With this in mind, you should think of where you would like to grow your garden. If you live in the city, more than likely you will not have a large enough area in order to grow a garden in a size that would allow you to feed your family except for perhaps a few snacks on a weekly basis. If you do live in a rural area, and you do have some extra space with some decent soil, then you can probably be self-assured that your efforts to grow organic food will be ascertainable because you have the area to work with. Now you must consider your time and what you will need in order to make this work for you.
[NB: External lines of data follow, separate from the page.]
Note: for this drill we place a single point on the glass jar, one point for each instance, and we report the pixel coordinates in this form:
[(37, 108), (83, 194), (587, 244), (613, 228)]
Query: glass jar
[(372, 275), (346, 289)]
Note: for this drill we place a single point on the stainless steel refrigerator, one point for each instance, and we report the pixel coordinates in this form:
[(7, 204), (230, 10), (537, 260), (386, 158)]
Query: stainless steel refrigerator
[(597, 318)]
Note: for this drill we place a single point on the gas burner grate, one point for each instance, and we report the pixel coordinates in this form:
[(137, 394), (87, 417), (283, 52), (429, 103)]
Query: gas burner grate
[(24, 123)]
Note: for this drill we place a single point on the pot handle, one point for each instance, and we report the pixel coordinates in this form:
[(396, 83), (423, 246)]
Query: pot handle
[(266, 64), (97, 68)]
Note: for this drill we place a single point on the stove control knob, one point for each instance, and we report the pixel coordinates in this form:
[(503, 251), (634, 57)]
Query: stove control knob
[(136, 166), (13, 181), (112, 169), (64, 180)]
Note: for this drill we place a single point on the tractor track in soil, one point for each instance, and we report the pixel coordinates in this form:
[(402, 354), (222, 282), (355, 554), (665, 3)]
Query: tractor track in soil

One of the first things you will need is a constant supply of compostable material such as grass clippings, leftover vegetables and scraps that you are not going to finish, and any kind of dead matter such as leaves in your yard that you have raked up. These will be composted and then mixed in with your soil in order to add nutrients for the crops that you are about to grow.

When looking at your soil, one of the first signs that you will be successful is the color of the soil. Rich dark soil, hopefully full of earthworms, will be a clear sign that your soil is ripe and ready for planting. You should also consider testing the pH balance of your soil to make sure that it is not too acidic or basic for the plants you are about to grow. Vegetables prefer a slightly acidic soil.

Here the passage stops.